The daughter of a Sicilian meat cutter and a cool blonde Norwegian
beauty, Julie grew up in Seattle's multiethnic Ballard neighborhood
and attended Western Washington University.
"
There was music playing constantly in my house. My parents played
all the great singers on their stereo — Frank Sinatra,
Jerry Vale, Dinah Washington, Mel Torme. It was bombarded into
my psyche.
I didn't
have any choice."
She originally intended to have a career
as a teacher, but the call of the stage proved too strong.
"
I was on holiday [in the Caribbean] and a French father and son
heard me sitting in with the hotel band and said I should come
to Paris.
So I did." She stayed for four years.

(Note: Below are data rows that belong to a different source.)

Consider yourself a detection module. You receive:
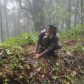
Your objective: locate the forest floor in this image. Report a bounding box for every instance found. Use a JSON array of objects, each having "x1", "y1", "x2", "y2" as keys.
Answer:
[
  {"x1": 21, "y1": 40, "x2": 84, "y2": 84},
  {"x1": 0, "y1": 34, "x2": 84, "y2": 84}
]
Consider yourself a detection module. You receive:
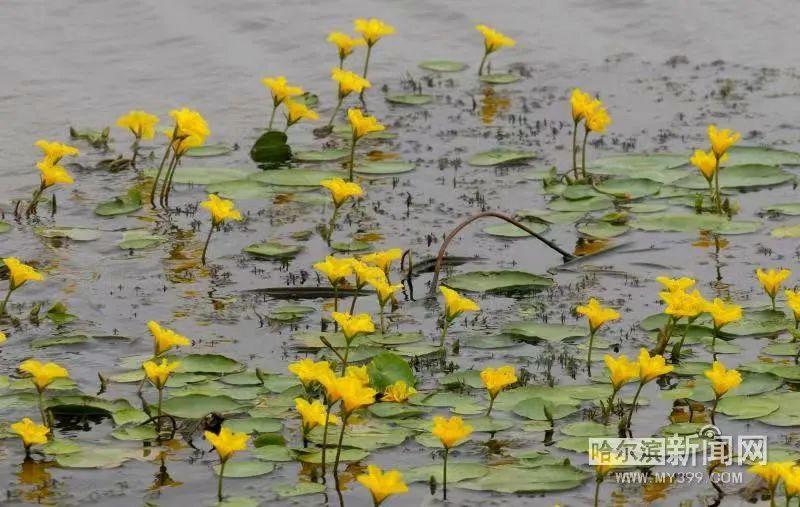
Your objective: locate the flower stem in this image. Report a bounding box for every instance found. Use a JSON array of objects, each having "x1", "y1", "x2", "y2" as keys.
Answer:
[
  {"x1": 200, "y1": 223, "x2": 214, "y2": 266},
  {"x1": 217, "y1": 460, "x2": 226, "y2": 502}
]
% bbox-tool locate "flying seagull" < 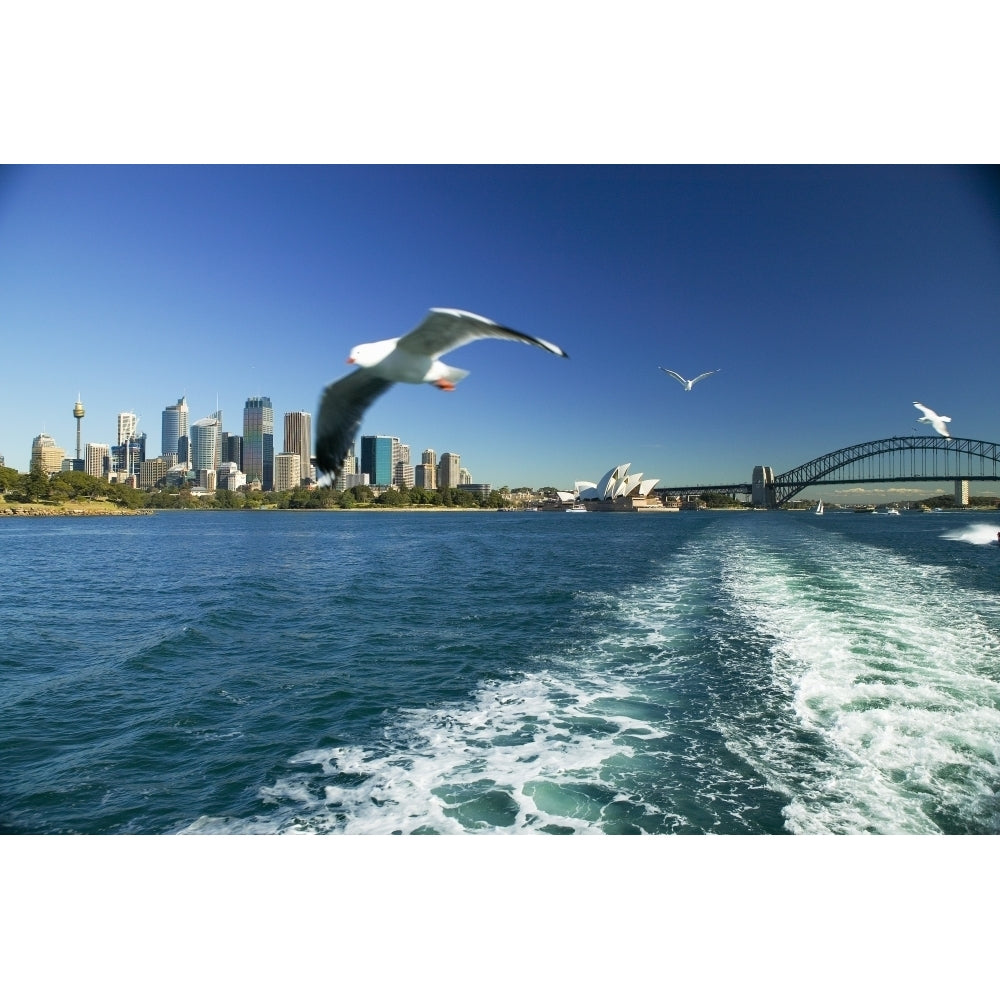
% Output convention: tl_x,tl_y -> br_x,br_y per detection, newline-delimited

Among her venues were
the town's most fashionable and chic clubs: Le Palace, Les Bouchones,
the
Hollywood Savoy, the Hotel LaFayette, the Hotel George V, the Plaza
Athenee, and a cozy piano bar amid the lacy iron girders of the
Eiffel Tower.
In 1985 she returned to Seattle, the "home port" from
which she's since traveled the world. She's performed in Istanbul,
Rio de
Janiero, Istanbul, Bangkok, Hong Kong, London, Hamburg, Sicily,
Brussels, New York, Los Angeles (at the Palomino Club and Café
Largo), San Francisco, Ketchikan, the Canary Islands, and on board
international
cruise ships. While she was in New York, choreographer Mark Morris
created a dance piece, Mythologies, around Julie's singing.
Whenever
she was back home, she starred in "The Julie Cascioppo
Experience," a weekly musical cabaret revue at the Pink Door
restaurant in Seattle's historic Pike Place Market. She describes
the show as
a series of "mini one-woman operas," performed in the
guises of some 20 different deadpan comic characters. "All
the characters sang, as if everybody always sang.… I think
I used to hide behind the characterizations because I didn't think
I was that good of a singer.
I like to be funny. I like to help people forget their problems." Julie's
characters were loved by thousands at the Pink Door and other venues,
and on regular broadcast and cable TV appearances.
In 2002 she
reinvented herself as a more integrated solo artist. "All
the creativity I used to put into my characters, I now try to put
into my focus, into my tunes."
Today, Julie's performances
still offer a lot of fun. But the lightness is just part of a
full range of moods, from the sweet and sultry
to the tart and saucy, to the incredibly depressing. It's all
part of
one persoanlity, one incredible performer.